Re: GNU make to consider files checksum

by Eli Zaretskii :: Rate this Message:

Reply to Author | View Threaded | Show Only this Message

> From: Giuseppe Scrivano <gscrivano@...>
> Date: Fri, 11 Apr 2008 23:45:02 +0200
>
> Other systems like scons already support this feature and it would be
> great to have it for GNU Make too.
>
> I attached a patch against the current CVS to add --use-checksum to
> GNU Make, it is just a proof-of-concept but it shows that adding this
> feature can really boost a remake.

Thanks.  (I'm not the head maintainer, so please wait for Paul and
others to respond.)

> +int
> +compute_checksum(struct file *new)
> +{
> +  int checksum = 0;
> +  FILE *f;
> +  char buffer [4096];
> +  
> +  f = fopen (new->name, "r");

This needs to use "rb", not "r".

Also, what about directories? they cannot be fopen'ed and fread, at
least not on all supported systems.


_______________________________________________
Bug-make mailing list
Bug-make@...
http://lists.gnu.org/mailman/listinfo/bug-make

Re: GNU make to consider files checksum

by Giuseppe Scrivano-2 :: Rate this Message:

Reply to Author | View Threaded | Show Only this Message

2008/4/12, Eli Zaretskii <eliz@...>:

> Thanks.  (I'm not the head maintainer, so please wait for Paul and
>  others to respond.)
>
>  > +int
>  > +compute_checksum(struct file *new)
>  > +{
>  > +  int checksum = 0;
>  > +  FILE *f;
>  > +  char buffer [4096];
>  > +
>  > +  f = fopen (new->name, "r");
>
>  This needs to use "rb", not "r".

Thank you for the reply, yes it should be "rb".

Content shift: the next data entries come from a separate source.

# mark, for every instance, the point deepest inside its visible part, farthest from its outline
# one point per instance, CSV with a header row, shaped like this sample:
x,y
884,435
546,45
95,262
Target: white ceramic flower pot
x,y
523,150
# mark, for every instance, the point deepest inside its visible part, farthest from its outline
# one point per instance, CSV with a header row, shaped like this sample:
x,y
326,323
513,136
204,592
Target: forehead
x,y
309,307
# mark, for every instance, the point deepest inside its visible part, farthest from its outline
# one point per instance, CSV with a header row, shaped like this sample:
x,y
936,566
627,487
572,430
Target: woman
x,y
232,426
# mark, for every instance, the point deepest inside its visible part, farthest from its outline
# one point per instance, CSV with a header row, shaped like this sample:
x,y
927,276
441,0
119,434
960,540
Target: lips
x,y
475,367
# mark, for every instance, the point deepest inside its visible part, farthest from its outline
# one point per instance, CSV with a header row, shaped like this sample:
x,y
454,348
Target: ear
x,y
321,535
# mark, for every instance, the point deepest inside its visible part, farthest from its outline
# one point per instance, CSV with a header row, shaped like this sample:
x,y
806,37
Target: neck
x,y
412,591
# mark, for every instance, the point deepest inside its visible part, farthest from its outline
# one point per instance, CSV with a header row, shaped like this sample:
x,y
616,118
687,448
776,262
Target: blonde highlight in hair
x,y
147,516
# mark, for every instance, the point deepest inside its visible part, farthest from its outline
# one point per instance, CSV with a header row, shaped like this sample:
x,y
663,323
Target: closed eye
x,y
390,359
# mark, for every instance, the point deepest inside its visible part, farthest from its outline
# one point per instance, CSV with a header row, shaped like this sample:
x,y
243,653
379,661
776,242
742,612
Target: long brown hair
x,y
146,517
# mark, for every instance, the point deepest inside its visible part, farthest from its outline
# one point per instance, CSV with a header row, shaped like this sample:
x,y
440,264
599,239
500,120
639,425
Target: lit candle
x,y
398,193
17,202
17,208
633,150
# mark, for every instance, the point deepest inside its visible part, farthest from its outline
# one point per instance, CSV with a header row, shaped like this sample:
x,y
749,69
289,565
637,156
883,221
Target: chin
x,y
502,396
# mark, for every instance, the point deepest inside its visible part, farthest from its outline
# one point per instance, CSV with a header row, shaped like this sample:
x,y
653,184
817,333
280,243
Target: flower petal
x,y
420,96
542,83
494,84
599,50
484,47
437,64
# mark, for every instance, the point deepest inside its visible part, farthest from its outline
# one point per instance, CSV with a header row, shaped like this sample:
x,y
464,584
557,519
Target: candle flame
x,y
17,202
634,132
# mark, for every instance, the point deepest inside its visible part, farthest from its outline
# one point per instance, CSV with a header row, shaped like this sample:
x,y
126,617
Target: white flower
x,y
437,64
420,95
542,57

>  Also, what about directories? they cannot be fopen'ed and fread, at
>  least not on all supported systems.

IHMO directories should not be considered, while reading the mtime can
be done quickly, considering a checksum for all the files contained in
the directory is very expensive (in my proof-of-concept patch I didn't
put any control code).

Regards,
Giuseppe


_______________________________________________
Bug-make mailing list
Bug-make@...
http://lists.gnu.org/mailman/listinfo/bug-make

Re: GNU make to consider files checksum

by Tim Murphy-4 :: Rate this Message:

Reply to Author | View Threaded | Show Only this Message

Hi,

I am also not a maintainer :-).

One small concern that I have with checksums is that it might take a really long time to check large files or a lot of files.

This would indicate that one needs to be able to switch checksumming on/off for different prerequisites.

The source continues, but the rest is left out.